Pour expliquer ces symptômes, plusieurs explications possibles. Dimitri Christakis, un des pédiatres ayant piloté l’expérience sus-citée, évoque l’hypothèse selon laquelle “une exposition prolongée à des vidéos rapides et saccadées conditionnerait le cerveau à une surstimulation”. En gros : nos méninges seraient si habituées au défilé frénétique d’images, et de sons, qu’elles seraient incapable de s’occuper de tâches nécessitant une concentration de longue durée. Lire, par exemple.

Le psychiatre Serge Tisseron aborde le problème d’un autre angle, en soulignant qu’on “ne sait pas ce que provoque le bombardement d’effets visuels chez le nourrisson, en terme d’anxiété et de détresse”. Après tout, les petiots “ne savent pas” déchiffrer les signaux qui leur sont envoyés via le numérique. “De la même manière que l’estomac d’un bambin ne digère pas le steak, son cerveau ne digère pas l’écran“, image l’expert. En raison d’un “défaut de transfert”, ce qui est perçu sur plateforme digitale par un enfant de moins de 2 ans n’est pas transposable dans la réalité. La preuve : dans cette fourchette d’âge, les interactions par écrans interposés ne stimulent pas le cerveau de la même façon qu’un échange en direct.
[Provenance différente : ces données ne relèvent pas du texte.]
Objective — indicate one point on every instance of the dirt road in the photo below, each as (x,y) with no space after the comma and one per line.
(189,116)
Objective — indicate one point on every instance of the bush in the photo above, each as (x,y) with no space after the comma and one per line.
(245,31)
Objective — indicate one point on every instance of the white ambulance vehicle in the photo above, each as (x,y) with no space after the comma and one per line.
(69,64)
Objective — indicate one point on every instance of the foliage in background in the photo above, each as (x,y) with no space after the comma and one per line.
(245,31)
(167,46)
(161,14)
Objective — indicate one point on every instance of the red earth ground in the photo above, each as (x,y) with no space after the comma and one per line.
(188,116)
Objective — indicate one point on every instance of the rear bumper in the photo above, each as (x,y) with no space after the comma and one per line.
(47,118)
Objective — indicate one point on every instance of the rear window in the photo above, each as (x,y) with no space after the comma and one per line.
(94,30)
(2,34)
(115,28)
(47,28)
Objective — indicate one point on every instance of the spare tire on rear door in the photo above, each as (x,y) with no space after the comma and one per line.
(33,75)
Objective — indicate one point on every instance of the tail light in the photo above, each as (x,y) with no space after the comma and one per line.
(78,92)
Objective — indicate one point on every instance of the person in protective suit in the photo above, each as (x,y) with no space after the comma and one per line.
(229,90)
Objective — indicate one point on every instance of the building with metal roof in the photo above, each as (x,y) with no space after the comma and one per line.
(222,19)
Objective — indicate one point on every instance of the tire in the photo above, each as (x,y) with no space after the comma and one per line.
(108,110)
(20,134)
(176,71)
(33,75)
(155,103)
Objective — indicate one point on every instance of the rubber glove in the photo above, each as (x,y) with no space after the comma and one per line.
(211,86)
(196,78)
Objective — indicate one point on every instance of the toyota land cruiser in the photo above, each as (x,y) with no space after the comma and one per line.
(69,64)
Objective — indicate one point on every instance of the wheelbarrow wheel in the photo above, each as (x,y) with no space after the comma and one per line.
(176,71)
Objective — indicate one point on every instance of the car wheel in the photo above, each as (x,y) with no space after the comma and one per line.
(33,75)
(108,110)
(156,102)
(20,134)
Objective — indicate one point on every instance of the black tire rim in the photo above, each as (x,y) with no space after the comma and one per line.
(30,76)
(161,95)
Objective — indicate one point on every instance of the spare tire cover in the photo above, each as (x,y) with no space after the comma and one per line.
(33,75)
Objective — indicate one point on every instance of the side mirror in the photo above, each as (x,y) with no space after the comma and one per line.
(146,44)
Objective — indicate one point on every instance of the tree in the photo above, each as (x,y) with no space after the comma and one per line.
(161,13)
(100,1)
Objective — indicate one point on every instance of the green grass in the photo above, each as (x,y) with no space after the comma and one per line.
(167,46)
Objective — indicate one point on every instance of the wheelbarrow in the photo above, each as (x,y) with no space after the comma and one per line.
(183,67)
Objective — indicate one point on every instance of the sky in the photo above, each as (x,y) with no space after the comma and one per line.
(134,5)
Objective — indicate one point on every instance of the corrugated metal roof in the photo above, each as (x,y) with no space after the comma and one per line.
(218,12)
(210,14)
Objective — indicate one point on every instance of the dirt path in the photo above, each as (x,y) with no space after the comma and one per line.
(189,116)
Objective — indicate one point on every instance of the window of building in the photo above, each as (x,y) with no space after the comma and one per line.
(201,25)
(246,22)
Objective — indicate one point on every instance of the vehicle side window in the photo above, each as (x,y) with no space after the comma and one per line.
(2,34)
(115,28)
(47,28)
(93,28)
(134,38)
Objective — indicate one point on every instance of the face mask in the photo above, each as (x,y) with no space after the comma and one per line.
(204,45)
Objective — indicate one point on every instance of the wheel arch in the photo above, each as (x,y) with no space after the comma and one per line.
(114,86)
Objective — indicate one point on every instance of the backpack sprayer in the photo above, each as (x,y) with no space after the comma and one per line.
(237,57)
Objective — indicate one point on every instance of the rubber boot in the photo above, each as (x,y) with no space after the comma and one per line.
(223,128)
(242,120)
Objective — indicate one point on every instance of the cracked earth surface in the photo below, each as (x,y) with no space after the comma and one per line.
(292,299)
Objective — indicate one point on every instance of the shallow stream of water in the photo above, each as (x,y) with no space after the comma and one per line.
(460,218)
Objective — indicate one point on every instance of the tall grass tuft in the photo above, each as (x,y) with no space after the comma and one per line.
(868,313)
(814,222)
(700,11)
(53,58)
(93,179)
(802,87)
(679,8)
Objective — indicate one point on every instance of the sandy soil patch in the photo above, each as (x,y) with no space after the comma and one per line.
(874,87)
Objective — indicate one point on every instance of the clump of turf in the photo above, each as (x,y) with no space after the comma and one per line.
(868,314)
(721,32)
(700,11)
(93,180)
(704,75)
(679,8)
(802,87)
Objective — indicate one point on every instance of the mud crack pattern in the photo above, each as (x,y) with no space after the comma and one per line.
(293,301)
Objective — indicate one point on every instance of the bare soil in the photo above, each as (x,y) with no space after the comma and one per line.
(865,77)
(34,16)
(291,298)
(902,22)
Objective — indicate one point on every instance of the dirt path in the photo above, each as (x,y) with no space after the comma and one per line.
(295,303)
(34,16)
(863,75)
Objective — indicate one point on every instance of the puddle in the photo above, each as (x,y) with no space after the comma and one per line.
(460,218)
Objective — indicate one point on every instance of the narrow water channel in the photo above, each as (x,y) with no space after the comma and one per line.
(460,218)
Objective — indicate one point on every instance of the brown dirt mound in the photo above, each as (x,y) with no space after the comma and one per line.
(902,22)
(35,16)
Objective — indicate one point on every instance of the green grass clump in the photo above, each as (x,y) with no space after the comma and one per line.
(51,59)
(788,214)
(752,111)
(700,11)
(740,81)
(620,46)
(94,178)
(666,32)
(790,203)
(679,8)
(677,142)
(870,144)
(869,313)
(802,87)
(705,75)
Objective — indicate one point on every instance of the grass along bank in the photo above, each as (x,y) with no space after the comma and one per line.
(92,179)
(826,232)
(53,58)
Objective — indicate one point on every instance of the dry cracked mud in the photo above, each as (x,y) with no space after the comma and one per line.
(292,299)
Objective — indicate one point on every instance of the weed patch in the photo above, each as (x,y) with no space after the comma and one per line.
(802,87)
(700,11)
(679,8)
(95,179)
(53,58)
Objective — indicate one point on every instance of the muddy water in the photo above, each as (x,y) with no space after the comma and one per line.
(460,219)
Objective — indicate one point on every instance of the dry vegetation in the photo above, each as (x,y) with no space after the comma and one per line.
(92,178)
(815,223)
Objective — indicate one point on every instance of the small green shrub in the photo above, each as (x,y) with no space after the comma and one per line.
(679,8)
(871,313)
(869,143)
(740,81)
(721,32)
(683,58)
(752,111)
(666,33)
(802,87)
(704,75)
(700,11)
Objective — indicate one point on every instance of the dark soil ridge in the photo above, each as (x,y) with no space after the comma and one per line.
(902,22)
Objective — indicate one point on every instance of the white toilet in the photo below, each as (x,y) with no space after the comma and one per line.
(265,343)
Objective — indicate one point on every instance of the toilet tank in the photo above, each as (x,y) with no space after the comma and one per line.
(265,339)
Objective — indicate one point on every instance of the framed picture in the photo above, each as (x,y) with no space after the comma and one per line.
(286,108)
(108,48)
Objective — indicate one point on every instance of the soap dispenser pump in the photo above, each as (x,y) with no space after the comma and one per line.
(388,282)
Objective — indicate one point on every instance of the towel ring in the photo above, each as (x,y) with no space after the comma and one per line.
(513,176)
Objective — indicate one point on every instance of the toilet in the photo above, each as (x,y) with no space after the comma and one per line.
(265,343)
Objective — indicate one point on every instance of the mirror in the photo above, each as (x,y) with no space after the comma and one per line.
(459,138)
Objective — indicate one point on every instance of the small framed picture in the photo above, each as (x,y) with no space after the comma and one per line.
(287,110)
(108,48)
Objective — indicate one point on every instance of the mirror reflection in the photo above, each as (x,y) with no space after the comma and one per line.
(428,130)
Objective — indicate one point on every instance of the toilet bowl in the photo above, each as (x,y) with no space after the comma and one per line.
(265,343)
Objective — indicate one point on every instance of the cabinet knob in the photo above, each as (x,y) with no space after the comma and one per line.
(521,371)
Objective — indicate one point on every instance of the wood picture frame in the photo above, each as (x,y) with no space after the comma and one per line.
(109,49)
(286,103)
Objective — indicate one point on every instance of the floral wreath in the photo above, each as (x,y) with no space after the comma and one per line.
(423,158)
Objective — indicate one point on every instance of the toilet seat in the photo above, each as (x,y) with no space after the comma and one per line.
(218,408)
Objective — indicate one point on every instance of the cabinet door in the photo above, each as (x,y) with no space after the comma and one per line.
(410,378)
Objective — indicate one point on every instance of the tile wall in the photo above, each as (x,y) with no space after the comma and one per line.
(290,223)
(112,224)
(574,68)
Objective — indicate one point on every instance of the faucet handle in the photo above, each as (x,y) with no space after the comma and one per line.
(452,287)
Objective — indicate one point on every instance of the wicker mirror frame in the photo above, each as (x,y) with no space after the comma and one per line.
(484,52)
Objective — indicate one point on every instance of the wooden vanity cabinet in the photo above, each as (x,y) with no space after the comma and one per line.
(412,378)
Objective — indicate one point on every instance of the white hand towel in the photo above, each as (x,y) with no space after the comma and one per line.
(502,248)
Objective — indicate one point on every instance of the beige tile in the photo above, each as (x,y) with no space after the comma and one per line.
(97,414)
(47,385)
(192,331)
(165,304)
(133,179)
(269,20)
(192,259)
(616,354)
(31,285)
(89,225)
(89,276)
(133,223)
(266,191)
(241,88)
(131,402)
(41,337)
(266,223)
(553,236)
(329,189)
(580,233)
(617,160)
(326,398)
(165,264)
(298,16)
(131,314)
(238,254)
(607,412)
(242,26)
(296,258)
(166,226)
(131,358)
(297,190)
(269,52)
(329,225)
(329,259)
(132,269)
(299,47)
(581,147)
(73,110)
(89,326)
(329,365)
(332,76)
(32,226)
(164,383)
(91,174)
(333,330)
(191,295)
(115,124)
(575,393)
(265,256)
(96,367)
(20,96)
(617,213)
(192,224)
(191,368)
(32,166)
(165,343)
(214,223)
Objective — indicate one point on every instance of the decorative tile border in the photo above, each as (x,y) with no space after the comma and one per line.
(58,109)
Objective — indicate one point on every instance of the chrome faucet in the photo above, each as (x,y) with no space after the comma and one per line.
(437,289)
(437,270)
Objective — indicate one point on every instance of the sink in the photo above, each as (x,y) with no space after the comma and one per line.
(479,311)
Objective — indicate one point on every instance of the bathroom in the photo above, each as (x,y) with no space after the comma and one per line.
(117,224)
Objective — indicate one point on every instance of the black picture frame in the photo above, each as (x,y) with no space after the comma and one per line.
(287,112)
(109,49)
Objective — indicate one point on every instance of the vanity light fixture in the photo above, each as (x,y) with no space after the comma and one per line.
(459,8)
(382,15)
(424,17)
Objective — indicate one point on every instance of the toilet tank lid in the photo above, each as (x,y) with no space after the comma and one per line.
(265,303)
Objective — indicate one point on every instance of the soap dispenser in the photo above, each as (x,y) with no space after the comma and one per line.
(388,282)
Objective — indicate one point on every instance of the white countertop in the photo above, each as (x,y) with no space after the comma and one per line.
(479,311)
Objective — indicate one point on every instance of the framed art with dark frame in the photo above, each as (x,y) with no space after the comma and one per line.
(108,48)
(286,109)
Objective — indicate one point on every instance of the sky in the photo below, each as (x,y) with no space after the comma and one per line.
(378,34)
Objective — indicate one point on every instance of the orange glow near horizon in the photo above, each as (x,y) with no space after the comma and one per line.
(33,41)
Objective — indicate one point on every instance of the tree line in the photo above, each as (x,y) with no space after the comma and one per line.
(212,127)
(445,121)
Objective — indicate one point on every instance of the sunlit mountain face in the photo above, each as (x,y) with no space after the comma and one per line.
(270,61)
Face au numérique, tous junkies ?

Après s’être attardé sur la petite enfance, le documentaire aborde les rivages de l’adolescence à l’appui d’enquêtes menées à grande échelle. Mais dont les résultats ne seront révélés que d’ici une poignée d’années. Un bilan qu’une foule de scientifiques attend avec anxiété, à l’heure où la population ado, dont le cerveau se reconfigure durant la puberté, fait partie des plus exposées au numérique. Jeux vidéos, séries, télévision, réseaux sociaux… Autant de supports qui stimulent notre système de récompense cérébral à coup d’images bigarrées, sonorités suaves et like overfriendly. Jusqu’à provoquer des comportements compulsifs – voire déclencher d’authentiques addictions.

L’écran serait-il une drogue comme une autre ? C’est en tout cas ce que suggère la reconnaissance par l’OMS, en 2018, du “trouble du jeu vidéo“. Une forme de toxicomanie similaire à celle impliquant les jeux d’argent ou la cocaïne, qui concerne 2,5 % des gamers en Europe . “À force de jouer, je perdais la notion du temps. Je voyais flou, j’avais mal au crâne et j’étais incapable de rester longtemps debout”, témoigne un adolescent chinois placé en centre de réeducation. 

De là à penser que les jeux vidéo sont systématiquement vecteurs de troubles ? Ce serait aller un peu vite, car toute exposition à ce type de contenu n’est pas néfaste. En fait, à bonne dose, elle serait même bénéfique ! Des études ont démontré que les gamers avaient une meilleure capacité d’attention que les autres – sans que l’on sache encore bien pourquoi. La preuve, quand même, que la GameBoy de mon enfance n’était pas vouée à me lobotomiser. Et toc, mère-grand.